Une analyse scientifique de la communication fiscale

Dans son travail doctoral, Nzinga Nzumba Francine s’est attachée à analyser le rôle de la communication fiscale dans l’amélioration de la mobilisation de la TVA en République démocratique du Congo entre 2012 et 2023. L’étude met en lumière l’importance des stratégies de sensibilisation des contribuables afin de renforcer l’adhésion volontaire au paiement de l’impôt et d’améliorer les recettes publiques.
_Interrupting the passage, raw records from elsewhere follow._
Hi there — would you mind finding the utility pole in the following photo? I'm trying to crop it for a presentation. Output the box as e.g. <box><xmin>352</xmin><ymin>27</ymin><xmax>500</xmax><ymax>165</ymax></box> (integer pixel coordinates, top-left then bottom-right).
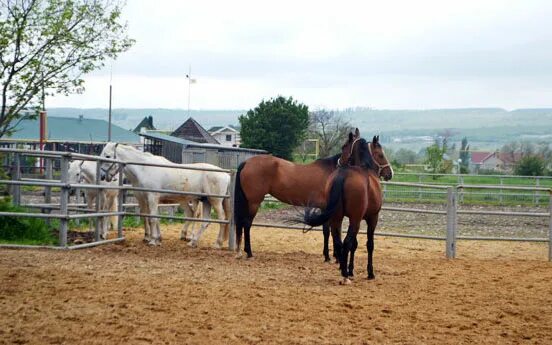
<box><xmin>107</xmin><ymin>63</ymin><xmax>113</xmax><ymax>142</ymax></box>
<box><xmin>186</xmin><ymin>65</ymin><xmax>197</xmax><ymax>117</ymax></box>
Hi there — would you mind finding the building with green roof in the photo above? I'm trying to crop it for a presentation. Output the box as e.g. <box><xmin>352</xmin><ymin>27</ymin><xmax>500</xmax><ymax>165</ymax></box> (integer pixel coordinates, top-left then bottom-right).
<box><xmin>0</xmin><ymin>115</ymin><xmax>140</xmax><ymax>144</ymax></box>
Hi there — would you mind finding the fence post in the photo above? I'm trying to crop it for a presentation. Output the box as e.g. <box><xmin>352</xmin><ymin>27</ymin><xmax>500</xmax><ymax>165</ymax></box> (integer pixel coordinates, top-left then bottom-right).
<box><xmin>548</xmin><ymin>189</ymin><xmax>552</xmax><ymax>261</ymax></box>
<box><xmin>94</xmin><ymin>161</ymin><xmax>103</xmax><ymax>242</ymax></box>
<box><xmin>44</xmin><ymin>158</ymin><xmax>54</xmax><ymax>225</ymax></box>
<box><xmin>228</xmin><ymin>171</ymin><xmax>238</xmax><ymax>251</ymax></box>
<box><xmin>117</xmin><ymin>163</ymin><xmax>125</xmax><ymax>238</ymax></box>
<box><xmin>75</xmin><ymin>188</ymin><xmax>80</xmax><ymax>226</ymax></box>
<box><xmin>498</xmin><ymin>177</ymin><xmax>504</xmax><ymax>205</ymax></box>
<box><xmin>458</xmin><ymin>175</ymin><xmax>464</xmax><ymax>204</ymax></box>
<box><xmin>418</xmin><ymin>175</ymin><xmax>422</xmax><ymax>200</ymax></box>
<box><xmin>535</xmin><ymin>177</ymin><xmax>540</xmax><ymax>206</ymax></box>
<box><xmin>12</xmin><ymin>153</ymin><xmax>21</xmax><ymax>206</ymax></box>
<box><xmin>446</xmin><ymin>187</ymin><xmax>457</xmax><ymax>259</ymax></box>
<box><xmin>59</xmin><ymin>154</ymin><xmax>69</xmax><ymax>247</ymax></box>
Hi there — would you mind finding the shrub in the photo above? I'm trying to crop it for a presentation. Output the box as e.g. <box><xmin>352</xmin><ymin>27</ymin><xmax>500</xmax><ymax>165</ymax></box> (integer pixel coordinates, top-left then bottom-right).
<box><xmin>0</xmin><ymin>198</ymin><xmax>57</xmax><ymax>244</ymax></box>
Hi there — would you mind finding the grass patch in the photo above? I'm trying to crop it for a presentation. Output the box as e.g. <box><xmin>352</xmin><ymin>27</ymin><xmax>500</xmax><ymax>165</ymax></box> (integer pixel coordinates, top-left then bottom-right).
<box><xmin>0</xmin><ymin>199</ymin><xmax>57</xmax><ymax>245</ymax></box>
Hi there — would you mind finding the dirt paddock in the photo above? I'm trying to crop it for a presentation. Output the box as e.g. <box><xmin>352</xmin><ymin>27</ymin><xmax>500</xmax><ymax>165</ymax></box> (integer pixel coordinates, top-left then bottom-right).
<box><xmin>0</xmin><ymin>225</ymin><xmax>552</xmax><ymax>344</ymax></box>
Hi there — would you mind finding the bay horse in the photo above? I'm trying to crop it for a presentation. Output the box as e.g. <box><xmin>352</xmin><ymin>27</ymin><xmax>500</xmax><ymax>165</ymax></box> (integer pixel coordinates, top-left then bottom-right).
<box><xmin>303</xmin><ymin>136</ymin><xmax>393</xmax><ymax>284</ymax></box>
<box><xmin>234</xmin><ymin>128</ymin><xmax>360</xmax><ymax>261</ymax></box>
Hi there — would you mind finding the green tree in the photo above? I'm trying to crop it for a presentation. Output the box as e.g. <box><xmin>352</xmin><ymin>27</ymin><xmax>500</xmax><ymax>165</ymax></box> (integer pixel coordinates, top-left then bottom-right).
<box><xmin>0</xmin><ymin>0</ymin><xmax>134</xmax><ymax>137</ymax></box>
<box><xmin>387</xmin><ymin>148</ymin><xmax>418</xmax><ymax>165</ymax></box>
<box><xmin>309</xmin><ymin>110</ymin><xmax>354</xmax><ymax>157</ymax></box>
<box><xmin>459</xmin><ymin>137</ymin><xmax>470</xmax><ymax>174</ymax></box>
<box><xmin>239</xmin><ymin>96</ymin><xmax>309</xmax><ymax>160</ymax></box>
<box><xmin>514</xmin><ymin>156</ymin><xmax>546</xmax><ymax>176</ymax></box>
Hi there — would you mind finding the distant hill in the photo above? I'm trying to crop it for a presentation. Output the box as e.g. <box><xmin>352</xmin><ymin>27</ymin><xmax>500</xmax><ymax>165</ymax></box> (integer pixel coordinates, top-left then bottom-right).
<box><xmin>48</xmin><ymin>108</ymin><xmax>552</xmax><ymax>149</ymax></box>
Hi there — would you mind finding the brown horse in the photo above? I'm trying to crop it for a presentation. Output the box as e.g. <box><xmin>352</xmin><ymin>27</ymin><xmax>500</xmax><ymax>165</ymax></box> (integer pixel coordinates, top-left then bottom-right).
<box><xmin>234</xmin><ymin>128</ymin><xmax>360</xmax><ymax>261</ymax></box>
<box><xmin>303</xmin><ymin>137</ymin><xmax>393</xmax><ymax>284</ymax></box>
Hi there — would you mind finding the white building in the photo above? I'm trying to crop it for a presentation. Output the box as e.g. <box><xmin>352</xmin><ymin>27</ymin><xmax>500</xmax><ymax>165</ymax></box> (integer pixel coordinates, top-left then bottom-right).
<box><xmin>208</xmin><ymin>125</ymin><xmax>241</xmax><ymax>147</ymax></box>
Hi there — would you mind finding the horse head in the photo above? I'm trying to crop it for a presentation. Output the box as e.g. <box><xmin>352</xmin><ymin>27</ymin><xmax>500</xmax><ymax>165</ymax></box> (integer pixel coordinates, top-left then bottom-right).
<box><xmin>337</xmin><ymin>128</ymin><xmax>360</xmax><ymax>166</ymax></box>
<box><xmin>349</xmin><ymin>135</ymin><xmax>393</xmax><ymax>181</ymax></box>
<box><xmin>100</xmin><ymin>143</ymin><xmax>120</xmax><ymax>182</ymax></box>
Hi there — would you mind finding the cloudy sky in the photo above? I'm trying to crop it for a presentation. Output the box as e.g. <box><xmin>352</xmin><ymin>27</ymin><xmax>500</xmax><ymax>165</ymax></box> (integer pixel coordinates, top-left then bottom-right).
<box><xmin>48</xmin><ymin>0</ymin><xmax>552</xmax><ymax>109</ymax></box>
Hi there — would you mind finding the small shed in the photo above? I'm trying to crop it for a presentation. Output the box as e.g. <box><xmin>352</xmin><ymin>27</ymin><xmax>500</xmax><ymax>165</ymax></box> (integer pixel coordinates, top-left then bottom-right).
<box><xmin>140</xmin><ymin>132</ymin><xmax>268</xmax><ymax>169</ymax></box>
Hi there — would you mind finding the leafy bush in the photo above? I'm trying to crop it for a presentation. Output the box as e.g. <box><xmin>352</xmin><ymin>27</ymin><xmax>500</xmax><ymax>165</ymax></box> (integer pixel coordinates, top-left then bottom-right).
<box><xmin>514</xmin><ymin>156</ymin><xmax>546</xmax><ymax>176</ymax></box>
<box><xmin>0</xmin><ymin>199</ymin><xmax>57</xmax><ymax>244</ymax></box>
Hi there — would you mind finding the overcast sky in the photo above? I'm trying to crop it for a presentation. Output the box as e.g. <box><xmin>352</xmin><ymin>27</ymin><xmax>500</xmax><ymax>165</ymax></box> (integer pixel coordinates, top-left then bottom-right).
<box><xmin>47</xmin><ymin>0</ymin><xmax>552</xmax><ymax>109</ymax></box>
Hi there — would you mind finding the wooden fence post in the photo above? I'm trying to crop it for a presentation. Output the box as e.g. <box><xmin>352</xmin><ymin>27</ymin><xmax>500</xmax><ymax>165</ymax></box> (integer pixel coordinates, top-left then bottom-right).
<box><xmin>548</xmin><ymin>189</ymin><xmax>552</xmax><ymax>261</ymax></box>
<box><xmin>59</xmin><ymin>155</ymin><xmax>69</xmax><ymax>247</ymax></box>
<box><xmin>94</xmin><ymin>161</ymin><xmax>103</xmax><ymax>241</ymax></box>
<box><xmin>228</xmin><ymin>171</ymin><xmax>239</xmax><ymax>251</ymax></box>
<box><xmin>446</xmin><ymin>187</ymin><xmax>457</xmax><ymax>259</ymax></box>
<box><xmin>12</xmin><ymin>153</ymin><xmax>21</xmax><ymax>206</ymax></box>
<box><xmin>117</xmin><ymin>163</ymin><xmax>125</xmax><ymax>238</ymax></box>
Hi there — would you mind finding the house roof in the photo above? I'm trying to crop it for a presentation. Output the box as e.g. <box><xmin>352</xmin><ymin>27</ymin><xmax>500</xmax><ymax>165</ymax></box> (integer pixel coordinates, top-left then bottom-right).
<box><xmin>133</xmin><ymin>116</ymin><xmax>156</xmax><ymax>133</ymax></box>
<box><xmin>171</xmin><ymin>117</ymin><xmax>219</xmax><ymax>144</ymax></box>
<box><xmin>2</xmin><ymin>116</ymin><xmax>140</xmax><ymax>144</ymax></box>
<box><xmin>470</xmin><ymin>151</ymin><xmax>494</xmax><ymax>164</ymax></box>
<box><xmin>140</xmin><ymin>132</ymin><xmax>267</xmax><ymax>153</ymax></box>
<box><xmin>208</xmin><ymin>125</ymin><xmax>240</xmax><ymax>134</ymax></box>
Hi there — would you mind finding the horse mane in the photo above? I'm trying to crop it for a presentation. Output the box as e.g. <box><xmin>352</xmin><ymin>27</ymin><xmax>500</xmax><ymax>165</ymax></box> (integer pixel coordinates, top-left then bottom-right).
<box><xmin>315</xmin><ymin>153</ymin><xmax>341</xmax><ymax>168</ymax></box>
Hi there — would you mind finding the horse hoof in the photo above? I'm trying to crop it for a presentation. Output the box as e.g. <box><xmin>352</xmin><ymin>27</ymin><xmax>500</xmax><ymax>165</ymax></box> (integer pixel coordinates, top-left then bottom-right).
<box><xmin>339</xmin><ymin>278</ymin><xmax>352</xmax><ymax>285</ymax></box>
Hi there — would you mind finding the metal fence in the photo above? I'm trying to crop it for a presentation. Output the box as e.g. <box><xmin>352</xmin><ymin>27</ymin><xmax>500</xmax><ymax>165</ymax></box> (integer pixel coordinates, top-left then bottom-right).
<box><xmin>0</xmin><ymin>148</ymin><xmax>235</xmax><ymax>249</ymax></box>
<box><xmin>0</xmin><ymin>149</ymin><xmax>552</xmax><ymax>261</ymax></box>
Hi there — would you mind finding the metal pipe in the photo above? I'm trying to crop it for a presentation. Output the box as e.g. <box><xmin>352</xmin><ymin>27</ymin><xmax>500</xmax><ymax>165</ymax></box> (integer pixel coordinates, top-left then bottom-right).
<box><xmin>130</xmin><ymin>212</ymin><xmax>230</xmax><ymax>224</ymax></box>
<box><xmin>59</xmin><ymin>156</ymin><xmax>69</xmax><ymax>247</ymax></box>
<box><xmin>67</xmin><ymin>237</ymin><xmax>125</xmax><ymax>250</ymax></box>
<box><xmin>446</xmin><ymin>187</ymin><xmax>457</xmax><ymax>259</ymax></box>
<box><xmin>381</xmin><ymin>206</ymin><xmax>447</xmax><ymax>215</ymax></box>
<box><xmin>117</xmin><ymin>163</ymin><xmax>126</xmax><ymax>238</ymax></box>
<box><xmin>68</xmin><ymin>212</ymin><xmax>125</xmax><ymax>219</ymax></box>
<box><xmin>457</xmin><ymin>210</ymin><xmax>550</xmax><ymax>217</ymax></box>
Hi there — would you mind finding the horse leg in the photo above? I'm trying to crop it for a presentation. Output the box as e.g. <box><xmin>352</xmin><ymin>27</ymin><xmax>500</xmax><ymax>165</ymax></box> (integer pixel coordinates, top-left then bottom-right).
<box><xmin>108</xmin><ymin>193</ymin><xmax>119</xmax><ymax>230</ymax></box>
<box><xmin>322</xmin><ymin>223</ymin><xmax>330</xmax><ymax>262</ymax></box>
<box><xmin>349</xmin><ymin>236</ymin><xmax>358</xmax><ymax>279</ymax></box>
<box><xmin>135</xmin><ymin>192</ymin><xmax>151</xmax><ymax>243</ymax></box>
<box><xmin>180</xmin><ymin>200</ymin><xmax>195</xmax><ymax>241</ymax></box>
<box><xmin>212</xmin><ymin>198</ymin><xmax>227</xmax><ymax>249</ymax></box>
<box><xmin>188</xmin><ymin>202</ymin><xmax>211</xmax><ymax>247</ymax></box>
<box><xmin>147</xmin><ymin>193</ymin><xmax>161</xmax><ymax>246</ymax></box>
<box><xmin>86</xmin><ymin>191</ymin><xmax>96</xmax><ymax>232</ymax></box>
<box><xmin>98</xmin><ymin>191</ymin><xmax>109</xmax><ymax>240</ymax></box>
<box><xmin>339</xmin><ymin>222</ymin><xmax>358</xmax><ymax>285</ymax></box>
<box><xmin>366</xmin><ymin>214</ymin><xmax>378</xmax><ymax>280</ymax></box>
<box><xmin>331</xmin><ymin>221</ymin><xmax>343</xmax><ymax>264</ymax></box>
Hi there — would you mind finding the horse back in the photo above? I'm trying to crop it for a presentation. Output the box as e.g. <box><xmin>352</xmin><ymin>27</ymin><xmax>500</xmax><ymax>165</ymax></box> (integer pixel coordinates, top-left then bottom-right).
<box><xmin>240</xmin><ymin>155</ymin><xmax>331</xmax><ymax>205</ymax></box>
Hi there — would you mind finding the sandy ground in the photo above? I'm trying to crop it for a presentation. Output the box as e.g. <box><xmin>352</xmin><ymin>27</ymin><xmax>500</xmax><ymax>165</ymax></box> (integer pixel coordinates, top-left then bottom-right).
<box><xmin>0</xmin><ymin>225</ymin><xmax>552</xmax><ymax>344</ymax></box>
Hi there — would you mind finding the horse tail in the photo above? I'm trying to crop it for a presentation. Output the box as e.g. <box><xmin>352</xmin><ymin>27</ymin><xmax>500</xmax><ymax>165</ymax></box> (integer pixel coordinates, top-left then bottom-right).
<box><xmin>234</xmin><ymin>162</ymin><xmax>249</xmax><ymax>229</ymax></box>
<box><xmin>302</xmin><ymin>174</ymin><xmax>345</xmax><ymax>226</ymax></box>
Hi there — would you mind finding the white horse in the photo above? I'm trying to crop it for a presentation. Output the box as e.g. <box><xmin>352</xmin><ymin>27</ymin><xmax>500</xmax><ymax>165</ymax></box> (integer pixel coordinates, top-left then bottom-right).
<box><xmin>69</xmin><ymin>160</ymin><xmax>119</xmax><ymax>239</ymax></box>
<box><xmin>101</xmin><ymin>143</ymin><xmax>231</xmax><ymax>248</ymax></box>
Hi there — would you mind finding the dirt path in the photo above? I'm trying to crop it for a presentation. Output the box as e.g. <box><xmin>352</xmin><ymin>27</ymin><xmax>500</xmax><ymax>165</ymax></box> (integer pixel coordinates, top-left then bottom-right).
<box><xmin>0</xmin><ymin>225</ymin><xmax>552</xmax><ymax>344</ymax></box>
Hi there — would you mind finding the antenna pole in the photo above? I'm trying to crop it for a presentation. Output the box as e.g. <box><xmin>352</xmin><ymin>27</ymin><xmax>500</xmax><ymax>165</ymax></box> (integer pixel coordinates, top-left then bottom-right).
<box><xmin>188</xmin><ymin>65</ymin><xmax>192</xmax><ymax>117</ymax></box>
<box><xmin>107</xmin><ymin>64</ymin><xmax>113</xmax><ymax>142</ymax></box>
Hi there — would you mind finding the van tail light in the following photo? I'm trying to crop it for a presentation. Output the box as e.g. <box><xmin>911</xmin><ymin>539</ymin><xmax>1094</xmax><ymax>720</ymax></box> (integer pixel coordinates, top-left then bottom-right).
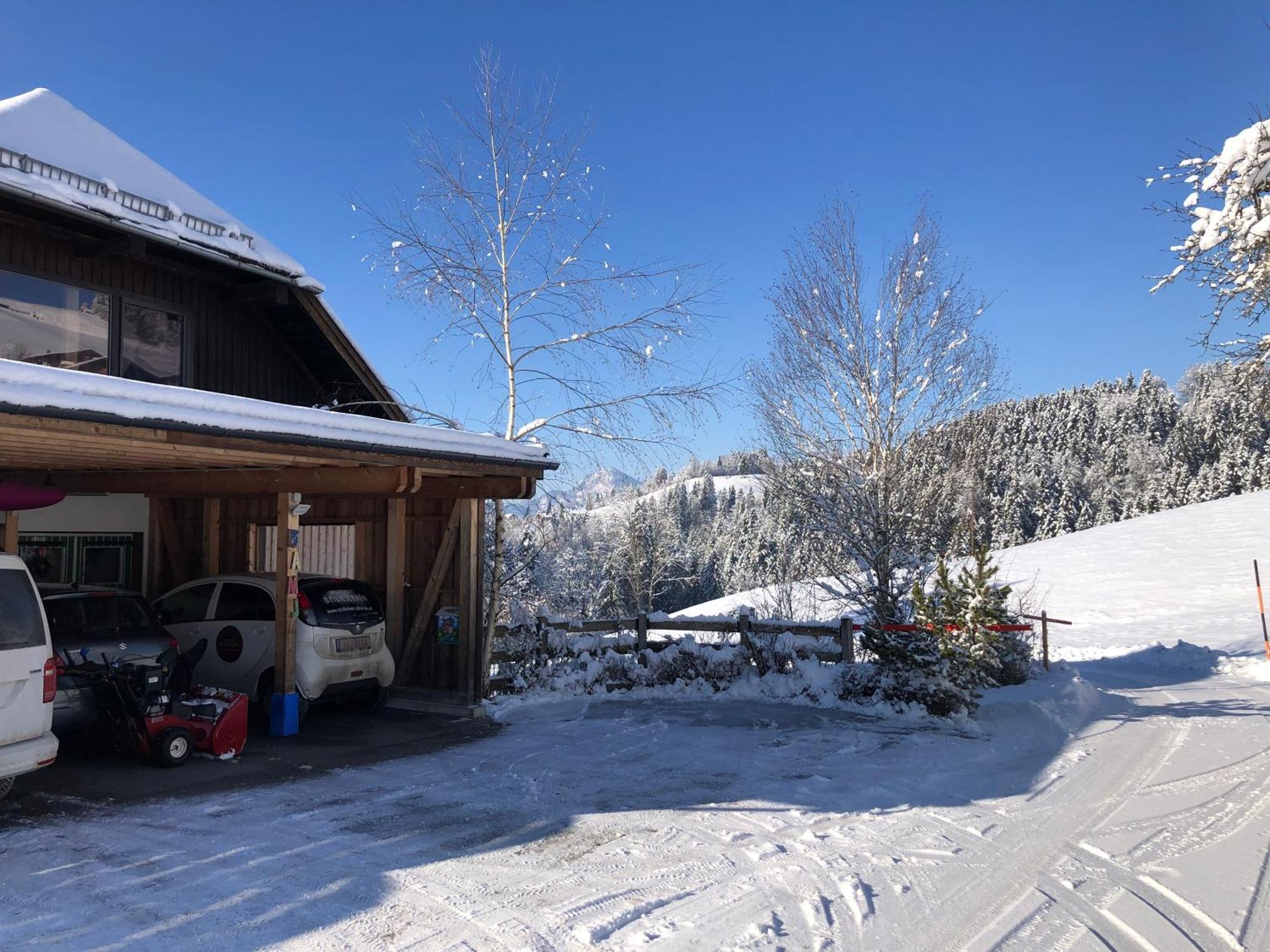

« La communication fiscale constitue l’âme de tout progrès dans la gestion des taxes et des impôts. Elle permet de sensibiliser la population et de renforcer le civisme fiscal indispensable au financement des charges publiques de l’État », a expliqué la nouvelle docteure devant le jury et l’assistance.

Des résultats révélateurs sur la mobilisation de la TVA

À travers l’analyse des données budgétaires et une enquête menée auprès de 600 contribuables, la recherche démontre que l’efficacité de la communication fiscale peut contribuer à augmenter le nombre d’assujettis et améliorer la compréhension de la TVA par les contribuables. L’étude met également en évidence l’évolution en dents de scie des assignations budgétaires et des recettes réalisées par les régies financières.

Ainsi, les assignations budgétaires de la Direction générale des douanes et accises (DGDA) ont fluctué entre 2012 et 2023, avec un plancher de 1040 millions USD en 2020 et un plafond de 2784 millions USD en 2015. Parallèlement, les recettes réalisées par la Direction générale des impôts (DGI) ont connu une évolution oscillatoire, passant de 1525 millions USD en 2012 à un pic de 4235 millions USD en 2023.

Des pistes pour améliorer les recettes de l’État

Face à ces constats, la thèse propose plusieurs recommandations, notamment le renforcement de la communication fiscale, la mise en place de centres de gestion agréés pour accompagner les petits contribuables et une gestion plus professionnelle de la TVA par les régies financières.

« L’amélioration de la communication fiscale peut contribuer à redynamiser la TVA aussi bien à l’intérieur du pays qu’à l’importation, en renforçant la compréhension et l’adhésion des contribuables », a soutenu Nzinga Nzumba Francine.

La qualité scientifique du travail et la maîtrise du sujet ont particulièrement marqué le jury. Selon plusieurs témoignages recueillis dans la salle, la récipiendaire a soutenu avec brio sa thèse, répondant avec assurance et précision aux différentes questions posées, ce qui n’a pratiquement pas laissé beaucoup de temps aux membres du jury pour délibérer avant de confirmer son admission au grade de docteur en fiscalité.